Bazı şeylere karşıyım
Kurban Bayramı’nda kurbanlıkların tamamen hayır kurumlarına bırakılıp tatil moduna girilmesine karşıyım. Bir ailede birden fazla kesilecek kurban varsa diğerleri bağışlanabilir. Emirler yaşanır. O bir kültürdür.

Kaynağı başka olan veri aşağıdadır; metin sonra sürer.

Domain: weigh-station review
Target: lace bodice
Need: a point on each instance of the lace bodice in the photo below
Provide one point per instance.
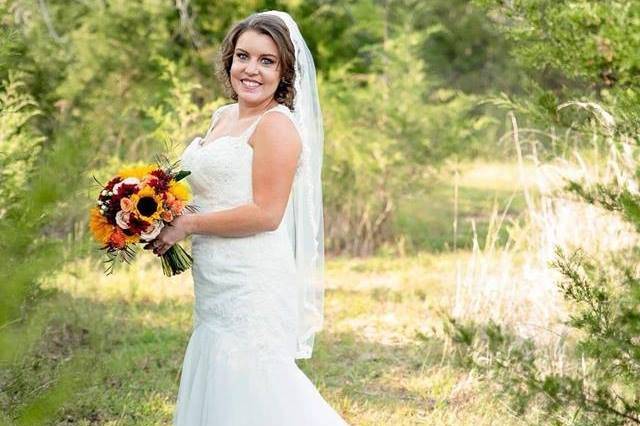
(244, 286)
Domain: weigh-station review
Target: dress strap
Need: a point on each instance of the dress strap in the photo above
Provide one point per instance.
(279, 107)
(215, 117)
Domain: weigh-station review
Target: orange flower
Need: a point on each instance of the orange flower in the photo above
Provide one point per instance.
(126, 204)
(180, 190)
(100, 228)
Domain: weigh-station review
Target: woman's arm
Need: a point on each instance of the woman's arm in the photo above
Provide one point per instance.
(276, 148)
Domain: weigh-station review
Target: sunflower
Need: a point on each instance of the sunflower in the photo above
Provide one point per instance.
(180, 190)
(147, 204)
(138, 171)
(100, 227)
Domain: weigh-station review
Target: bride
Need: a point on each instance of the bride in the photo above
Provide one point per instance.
(257, 238)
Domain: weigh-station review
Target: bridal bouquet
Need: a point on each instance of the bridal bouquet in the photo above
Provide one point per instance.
(134, 206)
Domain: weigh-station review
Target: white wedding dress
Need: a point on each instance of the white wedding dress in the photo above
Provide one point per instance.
(239, 367)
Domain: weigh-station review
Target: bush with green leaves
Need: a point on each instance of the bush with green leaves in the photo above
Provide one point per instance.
(580, 53)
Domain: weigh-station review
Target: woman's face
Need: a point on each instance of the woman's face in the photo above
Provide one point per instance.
(255, 69)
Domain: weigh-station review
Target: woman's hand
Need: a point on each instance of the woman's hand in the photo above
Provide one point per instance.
(171, 234)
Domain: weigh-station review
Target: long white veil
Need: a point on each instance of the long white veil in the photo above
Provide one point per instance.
(304, 216)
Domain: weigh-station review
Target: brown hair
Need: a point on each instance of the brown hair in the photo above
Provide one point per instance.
(275, 28)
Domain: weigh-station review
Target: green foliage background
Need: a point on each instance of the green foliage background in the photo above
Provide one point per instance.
(407, 86)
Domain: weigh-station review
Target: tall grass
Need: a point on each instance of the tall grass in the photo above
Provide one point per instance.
(514, 284)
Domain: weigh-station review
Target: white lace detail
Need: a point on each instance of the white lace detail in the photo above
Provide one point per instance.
(244, 286)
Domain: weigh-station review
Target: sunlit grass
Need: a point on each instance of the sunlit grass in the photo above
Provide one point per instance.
(379, 361)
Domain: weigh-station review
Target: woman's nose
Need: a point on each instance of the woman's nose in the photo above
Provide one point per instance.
(252, 67)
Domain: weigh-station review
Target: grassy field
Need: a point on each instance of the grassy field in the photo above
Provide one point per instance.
(381, 359)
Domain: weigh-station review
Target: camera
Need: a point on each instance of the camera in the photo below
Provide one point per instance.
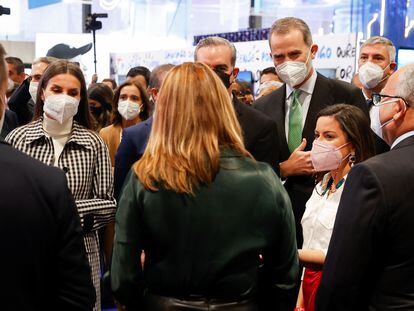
(92, 24)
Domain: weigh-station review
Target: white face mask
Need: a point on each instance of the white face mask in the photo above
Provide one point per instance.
(61, 107)
(10, 85)
(293, 72)
(129, 110)
(33, 90)
(376, 125)
(371, 75)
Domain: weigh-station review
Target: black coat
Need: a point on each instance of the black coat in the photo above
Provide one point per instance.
(10, 123)
(259, 133)
(326, 92)
(370, 260)
(43, 257)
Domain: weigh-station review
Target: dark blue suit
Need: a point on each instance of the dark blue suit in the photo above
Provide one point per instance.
(132, 147)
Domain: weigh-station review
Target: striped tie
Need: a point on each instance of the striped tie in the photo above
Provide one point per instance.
(295, 122)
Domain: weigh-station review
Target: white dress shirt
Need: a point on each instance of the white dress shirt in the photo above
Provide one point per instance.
(304, 98)
(59, 133)
(319, 217)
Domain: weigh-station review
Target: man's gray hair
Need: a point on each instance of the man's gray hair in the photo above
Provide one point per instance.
(217, 41)
(285, 25)
(405, 87)
(47, 60)
(383, 41)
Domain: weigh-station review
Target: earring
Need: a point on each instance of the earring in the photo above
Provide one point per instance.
(352, 159)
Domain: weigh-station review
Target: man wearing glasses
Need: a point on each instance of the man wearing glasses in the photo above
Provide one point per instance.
(376, 64)
(370, 261)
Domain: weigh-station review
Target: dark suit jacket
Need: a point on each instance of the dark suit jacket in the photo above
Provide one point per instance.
(326, 92)
(10, 123)
(43, 257)
(370, 260)
(259, 132)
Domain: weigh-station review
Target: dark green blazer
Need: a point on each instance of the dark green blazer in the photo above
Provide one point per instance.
(209, 244)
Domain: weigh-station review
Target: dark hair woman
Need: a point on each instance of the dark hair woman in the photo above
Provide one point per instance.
(60, 135)
(131, 106)
(100, 98)
(342, 138)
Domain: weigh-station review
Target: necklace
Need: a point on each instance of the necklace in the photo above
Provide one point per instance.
(338, 185)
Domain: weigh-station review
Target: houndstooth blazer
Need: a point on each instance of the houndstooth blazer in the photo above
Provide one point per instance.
(85, 160)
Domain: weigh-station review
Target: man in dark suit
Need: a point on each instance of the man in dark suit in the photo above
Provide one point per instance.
(376, 64)
(135, 138)
(43, 260)
(259, 131)
(370, 260)
(295, 105)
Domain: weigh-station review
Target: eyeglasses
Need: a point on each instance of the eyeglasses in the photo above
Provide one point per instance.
(376, 99)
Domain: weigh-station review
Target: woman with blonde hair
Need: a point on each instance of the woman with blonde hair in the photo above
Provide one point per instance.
(200, 207)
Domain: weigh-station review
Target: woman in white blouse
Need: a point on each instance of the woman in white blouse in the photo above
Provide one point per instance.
(342, 138)
(60, 135)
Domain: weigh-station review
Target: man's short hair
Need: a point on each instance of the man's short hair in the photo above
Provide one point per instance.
(217, 41)
(405, 87)
(156, 75)
(268, 70)
(17, 63)
(140, 71)
(285, 25)
(383, 41)
(46, 60)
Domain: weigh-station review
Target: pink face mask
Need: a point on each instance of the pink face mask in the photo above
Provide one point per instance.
(326, 157)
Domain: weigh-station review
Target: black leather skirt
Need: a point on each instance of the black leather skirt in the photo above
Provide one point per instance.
(162, 303)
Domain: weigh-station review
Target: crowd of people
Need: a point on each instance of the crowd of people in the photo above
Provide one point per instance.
(191, 193)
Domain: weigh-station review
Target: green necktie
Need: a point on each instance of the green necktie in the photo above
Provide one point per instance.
(295, 122)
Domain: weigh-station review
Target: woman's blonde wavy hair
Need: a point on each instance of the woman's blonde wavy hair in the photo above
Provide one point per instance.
(194, 119)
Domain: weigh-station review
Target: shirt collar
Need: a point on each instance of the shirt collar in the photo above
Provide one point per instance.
(35, 131)
(401, 138)
(307, 87)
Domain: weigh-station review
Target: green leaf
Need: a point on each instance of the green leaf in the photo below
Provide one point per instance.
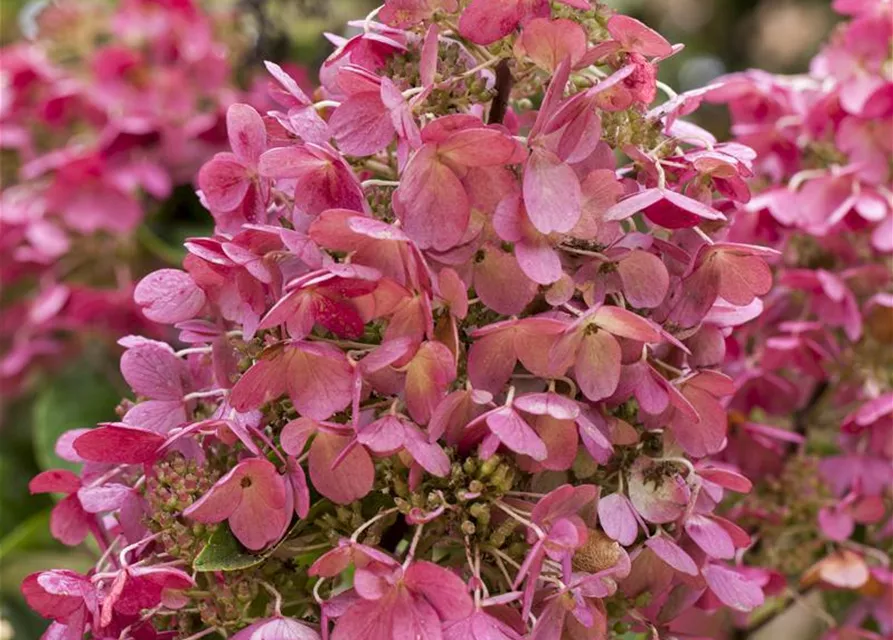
(78, 397)
(224, 553)
(33, 532)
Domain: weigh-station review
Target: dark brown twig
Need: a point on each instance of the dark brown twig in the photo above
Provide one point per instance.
(504, 83)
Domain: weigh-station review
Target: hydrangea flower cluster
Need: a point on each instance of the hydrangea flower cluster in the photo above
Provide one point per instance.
(109, 108)
(813, 405)
(449, 363)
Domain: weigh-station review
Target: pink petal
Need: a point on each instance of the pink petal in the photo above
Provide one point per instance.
(352, 479)
(484, 21)
(223, 182)
(221, 500)
(516, 434)
(627, 324)
(478, 147)
(552, 193)
(432, 203)
(548, 42)
(247, 133)
(69, 523)
(645, 279)
(708, 434)
(428, 375)
(538, 260)
(597, 366)
(361, 125)
(710, 536)
(836, 524)
(501, 284)
(636, 37)
(263, 382)
(107, 497)
(552, 404)
(732, 589)
(672, 554)
(615, 514)
(119, 444)
(384, 436)
(169, 296)
(153, 371)
(442, 588)
(54, 481)
(429, 455)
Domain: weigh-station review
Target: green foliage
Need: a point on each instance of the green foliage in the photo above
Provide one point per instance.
(78, 397)
(224, 553)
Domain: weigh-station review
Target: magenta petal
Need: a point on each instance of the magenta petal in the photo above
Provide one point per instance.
(552, 193)
(516, 434)
(119, 444)
(55, 481)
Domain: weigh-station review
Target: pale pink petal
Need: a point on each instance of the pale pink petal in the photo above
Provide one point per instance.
(169, 296)
(247, 133)
(672, 554)
(500, 282)
(732, 588)
(615, 515)
(352, 479)
(516, 434)
(552, 193)
(645, 279)
(638, 38)
(432, 203)
(712, 537)
(548, 42)
(442, 588)
(597, 365)
(428, 375)
(153, 371)
(362, 125)
(223, 182)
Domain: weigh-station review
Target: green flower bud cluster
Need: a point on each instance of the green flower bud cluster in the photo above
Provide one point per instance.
(174, 484)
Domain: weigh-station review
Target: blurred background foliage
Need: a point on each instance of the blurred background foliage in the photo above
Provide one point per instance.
(721, 36)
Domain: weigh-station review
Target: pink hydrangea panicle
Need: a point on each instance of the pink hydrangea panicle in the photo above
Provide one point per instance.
(451, 360)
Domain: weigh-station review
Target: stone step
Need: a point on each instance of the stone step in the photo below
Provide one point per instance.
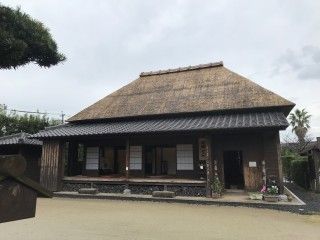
(163, 194)
(88, 191)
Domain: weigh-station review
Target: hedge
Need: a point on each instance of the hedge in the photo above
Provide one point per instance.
(299, 171)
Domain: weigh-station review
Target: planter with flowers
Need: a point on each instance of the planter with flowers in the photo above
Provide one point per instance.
(271, 194)
(216, 187)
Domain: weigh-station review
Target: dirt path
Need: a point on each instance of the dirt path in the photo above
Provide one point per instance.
(104, 219)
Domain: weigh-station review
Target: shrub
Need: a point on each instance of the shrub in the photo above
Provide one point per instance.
(299, 171)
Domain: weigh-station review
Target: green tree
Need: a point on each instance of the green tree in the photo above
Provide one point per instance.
(300, 122)
(14, 123)
(24, 40)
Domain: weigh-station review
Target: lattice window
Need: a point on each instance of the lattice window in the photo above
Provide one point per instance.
(184, 157)
(135, 157)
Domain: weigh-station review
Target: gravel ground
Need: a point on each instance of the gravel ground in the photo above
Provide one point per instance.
(311, 199)
(82, 219)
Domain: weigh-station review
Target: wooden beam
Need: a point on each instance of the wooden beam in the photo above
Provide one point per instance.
(127, 157)
(209, 168)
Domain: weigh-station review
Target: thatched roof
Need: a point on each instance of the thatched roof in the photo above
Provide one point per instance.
(202, 88)
(19, 139)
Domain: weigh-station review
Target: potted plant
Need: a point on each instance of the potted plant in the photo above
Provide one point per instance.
(271, 194)
(216, 187)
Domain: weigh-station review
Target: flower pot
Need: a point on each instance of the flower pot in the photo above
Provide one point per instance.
(271, 198)
(216, 195)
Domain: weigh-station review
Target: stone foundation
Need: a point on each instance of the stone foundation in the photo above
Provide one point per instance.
(179, 190)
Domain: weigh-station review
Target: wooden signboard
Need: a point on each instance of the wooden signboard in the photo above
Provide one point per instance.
(18, 194)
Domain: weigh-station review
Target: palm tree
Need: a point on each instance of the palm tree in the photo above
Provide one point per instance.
(300, 121)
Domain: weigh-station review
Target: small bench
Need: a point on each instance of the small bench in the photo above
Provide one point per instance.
(163, 194)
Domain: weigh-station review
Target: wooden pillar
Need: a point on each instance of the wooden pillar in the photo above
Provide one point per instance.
(272, 157)
(72, 157)
(52, 166)
(209, 161)
(127, 157)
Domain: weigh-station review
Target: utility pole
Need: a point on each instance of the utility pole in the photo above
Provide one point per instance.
(62, 117)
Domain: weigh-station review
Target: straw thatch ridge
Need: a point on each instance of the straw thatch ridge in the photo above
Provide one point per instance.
(196, 89)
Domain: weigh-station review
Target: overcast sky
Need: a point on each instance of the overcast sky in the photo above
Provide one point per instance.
(108, 43)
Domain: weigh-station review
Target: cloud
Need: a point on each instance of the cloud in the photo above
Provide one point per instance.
(305, 63)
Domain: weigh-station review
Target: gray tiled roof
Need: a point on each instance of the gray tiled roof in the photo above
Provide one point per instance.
(19, 139)
(191, 123)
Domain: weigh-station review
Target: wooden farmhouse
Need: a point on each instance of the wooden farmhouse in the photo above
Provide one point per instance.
(175, 128)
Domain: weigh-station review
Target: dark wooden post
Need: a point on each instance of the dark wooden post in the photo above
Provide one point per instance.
(52, 166)
(209, 168)
(127, 157)
(72, 157)
(272, 157)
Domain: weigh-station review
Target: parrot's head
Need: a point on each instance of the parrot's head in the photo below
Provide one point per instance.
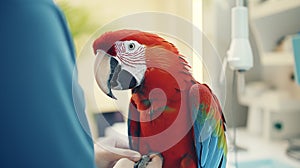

İletişim bozonu ne zaman bulunacak?
Ben de bir dev bir ekosistemin parçasıyım. İletişim dünyasının. Bugün iletişimden yoksun olan bizler, bazı kurallara dayanarak bunu gerçekleştirebiliyoruz. P’den c’ye, usp’ye, oradan yeni dünyaya, yeni kural ve kuramlara, sonu yokmuş gibi. Seminerler, festivaller, söyleşiler düzenlenir, gurular gelir, insanları ve sektörü inisiye eder ve gider. Yaratıcılar egosal düzlemde halka bir şeyler satmaya çalışır. Maliyeti 42 dolar olan bir ürünü 3.000 TL’ye, bir teneke gazlı içeceği 2 TL’ye, dosya masrafsız bayram kredisi filan satmaya çalışır. Duygu, algı, imaj satabilir... Siyahlar ve beyazlar. Şüphesiz bunlar önemli şeyler. Eğer, sadece bunlar ise kazanımlar ve sorumluluklar, iletişim için de bir Higgs ekibi kurmak gerekiyor. Herşeyde olduğu gibi iletişimde de gri alanı bulmak zorundayız. Dikkat çekmeye çalıştığım iletişim dünyasında da varolmanın gerçek nedenini bulmak gerekliliği. Bir problem olduğu kesin. Herkesi kapsamıyor ama, inanmadığın halde inanmış gibi yaparak, birilerini kandırma yaratıcılığı ile iletişimde gerçeği, hadi orta yolu, neyse o gri yolu bulma çabasının bir panelini hayata geçirelim. Bu panel içimizde olsun önce, sonra dışa vuralım. İşte, o zaman bu devasa ekosistemde gerçek yeri bulmuş oluruz.
Bayram klasikleri
Yok yok bayram kredileri, kredili kurban kesme, tatil turları filan değil bahsedeceğim. Başka. Bu Kurban Bayramı Cosette’ye bayramlık hediye edebilir, ona kurban eti verebilir, Çavdar Tarlası’nda çocuklar gibi dolaşabilir, Kaiken’inizi temizleyebilir, komşulardan Şeker Portakalı toplayabilirsiniz. Lunaparkta Mantık’ut Tayr tüneline girebilir, sokakta Ecinniler’le top oynayabilirsiniz. Olmadı mimozaları sürgünden kurtarabilir, sesinizin dağlardaki yankısını duyabilir, Tesla’nın kutusunu açabilirsiniz. Ha Felatun Bey ile Rakım Efendi’nin elini de öpebilirsiniz. Bir çok şey yapabilirsiniz, ama kitap da okuyabilirsiniz.